Beginnings are usually glimmering notions of the pleasure of completion coupled with nearly total blindness to the process of getting it done. This is especially true of the first step. First steps are rarely taken without ridiculously optimistic views of how long it will take, how much it will cost, and how hard you will have to work.

Here’s the skeleton of a conversation I’ve had more than a hundred times in my career:

“What a great success we’ve had. Did you ever imagine we’d come so far?”

“I did. Or at least I imagined it. What I didn’t imagine was how difficult it would be.”

“Me too. What problems we’ve overcome.”

“And setbacks.”

“Those were the worse. Yet we persevered.”

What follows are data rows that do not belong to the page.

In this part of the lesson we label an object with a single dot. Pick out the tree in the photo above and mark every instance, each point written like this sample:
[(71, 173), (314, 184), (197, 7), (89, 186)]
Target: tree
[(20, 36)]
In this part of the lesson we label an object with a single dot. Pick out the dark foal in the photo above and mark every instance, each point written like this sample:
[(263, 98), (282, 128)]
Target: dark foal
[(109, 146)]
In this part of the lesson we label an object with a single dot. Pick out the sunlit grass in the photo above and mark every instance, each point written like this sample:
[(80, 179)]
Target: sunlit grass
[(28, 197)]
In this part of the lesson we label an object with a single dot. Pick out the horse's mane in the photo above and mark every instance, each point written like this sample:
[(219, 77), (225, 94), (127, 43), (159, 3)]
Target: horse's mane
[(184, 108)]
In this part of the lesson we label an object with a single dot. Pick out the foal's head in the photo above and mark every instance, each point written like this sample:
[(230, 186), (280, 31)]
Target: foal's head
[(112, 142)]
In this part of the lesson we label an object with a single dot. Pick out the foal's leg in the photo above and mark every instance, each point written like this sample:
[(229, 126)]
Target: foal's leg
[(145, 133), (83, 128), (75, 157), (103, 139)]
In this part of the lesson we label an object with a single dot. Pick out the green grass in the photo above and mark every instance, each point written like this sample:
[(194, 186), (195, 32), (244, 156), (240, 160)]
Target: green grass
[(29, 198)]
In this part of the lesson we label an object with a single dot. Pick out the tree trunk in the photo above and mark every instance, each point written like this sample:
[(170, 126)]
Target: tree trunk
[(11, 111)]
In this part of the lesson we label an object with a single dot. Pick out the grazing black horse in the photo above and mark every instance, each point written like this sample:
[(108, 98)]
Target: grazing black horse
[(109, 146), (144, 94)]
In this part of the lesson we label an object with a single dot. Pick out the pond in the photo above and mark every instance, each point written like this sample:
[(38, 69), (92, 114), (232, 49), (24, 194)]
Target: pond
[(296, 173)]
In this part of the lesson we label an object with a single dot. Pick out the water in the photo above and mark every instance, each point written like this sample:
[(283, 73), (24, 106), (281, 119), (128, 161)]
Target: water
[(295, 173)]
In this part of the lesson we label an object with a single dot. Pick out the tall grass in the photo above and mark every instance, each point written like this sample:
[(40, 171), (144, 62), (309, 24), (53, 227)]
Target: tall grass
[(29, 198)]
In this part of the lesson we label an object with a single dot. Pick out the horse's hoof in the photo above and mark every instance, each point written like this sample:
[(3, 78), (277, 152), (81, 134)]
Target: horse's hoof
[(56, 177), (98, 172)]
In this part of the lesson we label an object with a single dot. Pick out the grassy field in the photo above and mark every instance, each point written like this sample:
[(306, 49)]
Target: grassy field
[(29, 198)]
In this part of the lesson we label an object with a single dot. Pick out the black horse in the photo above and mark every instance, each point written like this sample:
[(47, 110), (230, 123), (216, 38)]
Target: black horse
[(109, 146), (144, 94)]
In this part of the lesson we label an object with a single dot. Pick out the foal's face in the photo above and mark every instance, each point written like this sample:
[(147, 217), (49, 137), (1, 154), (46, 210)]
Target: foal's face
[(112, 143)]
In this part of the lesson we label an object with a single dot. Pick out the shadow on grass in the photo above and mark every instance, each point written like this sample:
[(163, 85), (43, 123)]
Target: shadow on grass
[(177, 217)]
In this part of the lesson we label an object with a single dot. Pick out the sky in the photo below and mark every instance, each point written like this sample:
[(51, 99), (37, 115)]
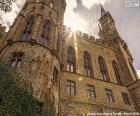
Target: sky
[(83, 15)]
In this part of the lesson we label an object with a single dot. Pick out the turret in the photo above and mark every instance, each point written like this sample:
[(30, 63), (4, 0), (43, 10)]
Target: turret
[(32, 47), (107, 25), (2, 30)]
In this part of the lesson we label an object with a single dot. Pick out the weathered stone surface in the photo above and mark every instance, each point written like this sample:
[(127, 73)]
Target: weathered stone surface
[(38, 62)]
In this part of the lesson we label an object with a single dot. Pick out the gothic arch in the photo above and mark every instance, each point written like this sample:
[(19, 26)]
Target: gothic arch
[(87, 64), (103, 68)]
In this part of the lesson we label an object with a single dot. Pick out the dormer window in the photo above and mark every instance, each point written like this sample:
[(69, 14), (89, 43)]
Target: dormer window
[(52, 4)]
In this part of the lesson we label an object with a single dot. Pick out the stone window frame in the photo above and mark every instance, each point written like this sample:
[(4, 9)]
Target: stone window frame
[(133, 70), (126, 98), (51, 4), (55, 75), (88, 70), (103, 69), (71, 62), (117, 71), (71, 87), (109, 94), (58, 42), (91, 93), (45, 32), (16, 59), (26, 34)]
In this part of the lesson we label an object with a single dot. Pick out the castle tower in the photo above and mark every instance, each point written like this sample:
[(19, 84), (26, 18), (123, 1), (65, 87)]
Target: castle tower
[(129, 77), (109, 33), (32, 47)]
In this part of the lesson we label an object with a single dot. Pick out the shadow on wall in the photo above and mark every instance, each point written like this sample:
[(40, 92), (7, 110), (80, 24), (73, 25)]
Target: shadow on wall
[(16, 100)]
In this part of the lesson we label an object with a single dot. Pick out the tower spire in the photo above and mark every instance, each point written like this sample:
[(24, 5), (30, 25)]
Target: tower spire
[(102, 10)]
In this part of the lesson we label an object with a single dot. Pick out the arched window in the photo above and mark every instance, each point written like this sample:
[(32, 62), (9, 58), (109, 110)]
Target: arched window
[(133, 70), (58, 42), (45, 33), (117, 72), (103, 68), (26, 36), (71, 59), (52, 4), (87, 64)]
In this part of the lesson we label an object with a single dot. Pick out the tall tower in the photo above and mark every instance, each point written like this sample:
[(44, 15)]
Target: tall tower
[(108, 32), (32, 47), (129, 77)]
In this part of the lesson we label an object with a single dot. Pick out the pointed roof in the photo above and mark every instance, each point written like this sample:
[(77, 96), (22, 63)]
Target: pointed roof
[(102, 10)]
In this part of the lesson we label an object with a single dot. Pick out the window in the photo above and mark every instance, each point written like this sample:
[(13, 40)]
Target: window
[(117, 72), (133, 70), (51, 4), (71, 87), (39, 106), (91, 91), (87, 64), (71, 59), (109, 95), (55, 74), (26, 36), (103, 69), (45, 34), (58, 42), (16, 59), (125, 98)]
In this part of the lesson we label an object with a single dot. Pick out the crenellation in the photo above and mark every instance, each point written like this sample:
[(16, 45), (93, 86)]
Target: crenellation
[(71, 65)]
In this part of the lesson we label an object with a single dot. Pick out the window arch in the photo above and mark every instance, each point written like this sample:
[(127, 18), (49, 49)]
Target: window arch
[(52, 4), (103, 68), (133, 70), (87, 64), (26, 36), (58, 42), (116, 71), (45, 33), (71, 59)]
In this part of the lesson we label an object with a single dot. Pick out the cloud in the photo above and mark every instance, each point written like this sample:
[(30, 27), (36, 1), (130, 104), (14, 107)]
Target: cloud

Do you think we’d have begun if we knew then how tough it would be?”

“No way!”


The Physics of Success

The first law of physics – the law of inertia – states that an object at rest tends to remain at rest unless some amount of force is applied. The amount of energy needed to get it moving depends on how big and dense it is. The bigger and denser the object, the more energy it takes.

This works very well as a metaphor for what it takes to achieve major life goals.

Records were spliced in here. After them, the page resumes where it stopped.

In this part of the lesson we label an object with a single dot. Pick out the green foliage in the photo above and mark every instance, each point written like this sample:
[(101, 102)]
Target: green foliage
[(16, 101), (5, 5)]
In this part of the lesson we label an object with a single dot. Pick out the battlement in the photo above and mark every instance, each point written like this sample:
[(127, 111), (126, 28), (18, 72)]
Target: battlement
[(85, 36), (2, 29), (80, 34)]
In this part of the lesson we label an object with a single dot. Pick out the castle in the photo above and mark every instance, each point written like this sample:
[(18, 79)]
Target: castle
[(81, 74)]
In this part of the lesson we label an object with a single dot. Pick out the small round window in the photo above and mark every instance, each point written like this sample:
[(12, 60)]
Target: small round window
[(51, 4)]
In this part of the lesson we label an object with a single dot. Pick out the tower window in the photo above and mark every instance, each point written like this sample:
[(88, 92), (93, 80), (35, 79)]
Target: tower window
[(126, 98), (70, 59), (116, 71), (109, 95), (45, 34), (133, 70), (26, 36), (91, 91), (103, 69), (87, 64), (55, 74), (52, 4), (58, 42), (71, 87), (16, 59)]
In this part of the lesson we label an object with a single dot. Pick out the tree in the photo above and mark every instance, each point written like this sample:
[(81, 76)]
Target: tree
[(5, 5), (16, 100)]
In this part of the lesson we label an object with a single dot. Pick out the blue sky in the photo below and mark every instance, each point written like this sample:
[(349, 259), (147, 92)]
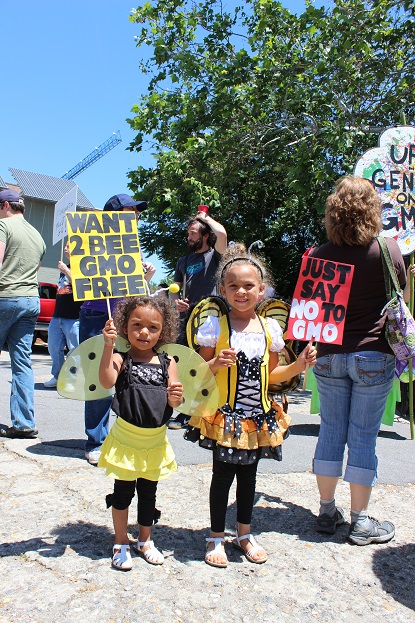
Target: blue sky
[(70, 76)]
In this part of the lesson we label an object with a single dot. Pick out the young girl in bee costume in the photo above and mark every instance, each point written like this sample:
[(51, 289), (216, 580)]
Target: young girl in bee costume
[(241, 349)]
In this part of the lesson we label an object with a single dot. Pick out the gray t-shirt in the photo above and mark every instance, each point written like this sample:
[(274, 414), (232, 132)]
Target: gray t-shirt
[(25, 249)]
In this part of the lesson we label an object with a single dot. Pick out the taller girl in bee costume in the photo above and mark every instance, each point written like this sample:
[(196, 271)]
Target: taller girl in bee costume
[(241, 349)]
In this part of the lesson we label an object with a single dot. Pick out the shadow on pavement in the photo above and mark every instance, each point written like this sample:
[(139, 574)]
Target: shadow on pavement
[(306, 430), (59, 447), (391, 435), (395, 568), (288, 518), (86, 539)]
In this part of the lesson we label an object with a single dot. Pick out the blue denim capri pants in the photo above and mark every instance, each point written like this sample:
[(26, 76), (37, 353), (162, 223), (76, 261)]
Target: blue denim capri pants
[(353, 389)]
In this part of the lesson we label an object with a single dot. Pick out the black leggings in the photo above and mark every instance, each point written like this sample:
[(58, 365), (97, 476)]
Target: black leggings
[(146, 498), (223, 475)]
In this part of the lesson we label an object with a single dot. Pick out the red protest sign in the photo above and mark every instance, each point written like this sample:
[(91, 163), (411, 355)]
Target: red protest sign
[(318, 308)]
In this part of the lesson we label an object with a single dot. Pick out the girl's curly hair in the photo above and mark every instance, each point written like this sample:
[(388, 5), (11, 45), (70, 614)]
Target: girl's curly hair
[(235, 256), (353, 213), (169, 314)]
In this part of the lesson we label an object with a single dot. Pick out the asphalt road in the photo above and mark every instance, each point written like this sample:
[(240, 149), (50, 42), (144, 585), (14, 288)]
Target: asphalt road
[(60, 423)]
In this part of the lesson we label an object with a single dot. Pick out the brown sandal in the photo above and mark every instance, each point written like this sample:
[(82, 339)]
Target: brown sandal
[(219, 542), (249, 553)]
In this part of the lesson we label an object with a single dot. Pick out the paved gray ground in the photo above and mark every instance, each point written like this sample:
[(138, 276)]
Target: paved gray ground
[(56, 535)]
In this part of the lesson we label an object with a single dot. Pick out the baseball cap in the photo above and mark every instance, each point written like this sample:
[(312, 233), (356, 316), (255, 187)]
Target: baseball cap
[(10, 196), (118, 202)]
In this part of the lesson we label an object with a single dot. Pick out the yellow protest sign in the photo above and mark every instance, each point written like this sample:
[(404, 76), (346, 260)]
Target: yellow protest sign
[(105, 255)]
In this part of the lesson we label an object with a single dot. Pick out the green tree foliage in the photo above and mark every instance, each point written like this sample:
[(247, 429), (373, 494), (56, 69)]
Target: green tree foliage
[(256, 112)]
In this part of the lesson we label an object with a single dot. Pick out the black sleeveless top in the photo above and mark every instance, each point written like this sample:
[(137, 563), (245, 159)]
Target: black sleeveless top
[(141, 392)]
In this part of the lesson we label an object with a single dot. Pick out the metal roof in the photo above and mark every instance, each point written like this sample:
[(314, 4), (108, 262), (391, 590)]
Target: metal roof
[(39, 186)]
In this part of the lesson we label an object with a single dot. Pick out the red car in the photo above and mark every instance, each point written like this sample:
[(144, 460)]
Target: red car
[(47, 295)]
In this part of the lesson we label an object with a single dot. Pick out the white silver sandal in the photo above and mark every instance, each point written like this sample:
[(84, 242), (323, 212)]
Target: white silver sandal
[(151, 555), (249, 553), (219, 543), (121, 557)]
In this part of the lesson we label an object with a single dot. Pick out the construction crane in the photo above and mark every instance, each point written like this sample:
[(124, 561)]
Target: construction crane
[(94, 156)]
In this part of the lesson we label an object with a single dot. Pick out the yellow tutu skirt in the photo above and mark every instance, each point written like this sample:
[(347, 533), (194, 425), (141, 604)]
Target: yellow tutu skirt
[(130, 452)]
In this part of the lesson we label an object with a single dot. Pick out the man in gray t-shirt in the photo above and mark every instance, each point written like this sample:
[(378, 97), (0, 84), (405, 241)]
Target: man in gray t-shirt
[(21, 251)]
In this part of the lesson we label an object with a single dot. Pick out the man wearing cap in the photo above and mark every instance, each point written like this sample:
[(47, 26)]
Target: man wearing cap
[(21, 251), (92, 319)]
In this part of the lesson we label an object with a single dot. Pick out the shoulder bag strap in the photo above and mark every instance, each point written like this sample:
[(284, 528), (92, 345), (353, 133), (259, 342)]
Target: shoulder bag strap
[(389, 270)]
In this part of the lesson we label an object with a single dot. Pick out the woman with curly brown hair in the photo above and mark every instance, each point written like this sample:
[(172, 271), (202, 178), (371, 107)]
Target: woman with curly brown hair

We think of our life goals as dreams. And we tend to think of dreams as light and airy. Many of them – the happy dreams that drift into your head impulsively – are light and airy. Dreams like, “We should live here, in Paris.”

But when the dream is ambitious. When it is a goal that can vastly improve your life or the lives of others… what you have is not light and airy but big and dense. And since it is big and dense, it takes a huge amount of effort to take the first step.

That’s why most people never achieve their most important life goals. It’s not that the goal is not achievable. It’s not that they don’t have what it takes to achieve it. It’s that they are so intimidated by the bigness of the idea that they can’t drum up the energy to get it moving.

And that’s why I lie. (A little.) I know that telling the full truth has no productive value. It will only dampen ambition and blunt opportunity. My purpose, after all, is to create movement by obliterating inertia. Since I cannot provide my readers with more energy than they already have, I can at least reduce the hold of inertia by making goal seem smaller and, thus, easier to set in motion.

Physicists will tell you that once an object is in motion, continued movement is much easier. And ironically, the bigger the object, the more forward force it has and the less energy it needs to keep going.

So to turn your dream into reality, you don’t begin by making a list of every possible obstacle and problem you are likely to encounter. You deal with those things after the project is in motion. (And if you have ever taken one of my courses – on anything from starting a business to learning a financially valuable skill to becoming CEO of the company you work for now – you know that’s when I show you how to handle the hard stuff. Because that’s when you need it.)

The big problem is and always will be inertia. And there are only two ways of overcoming inertia. You can supply more energy or you can make the challenge smaller.

In persuading people to go after their dreams, the only sensible strategy is to reduce, by omission, the problems and pitfalls and exaggerate the ease, the speed, and the reward.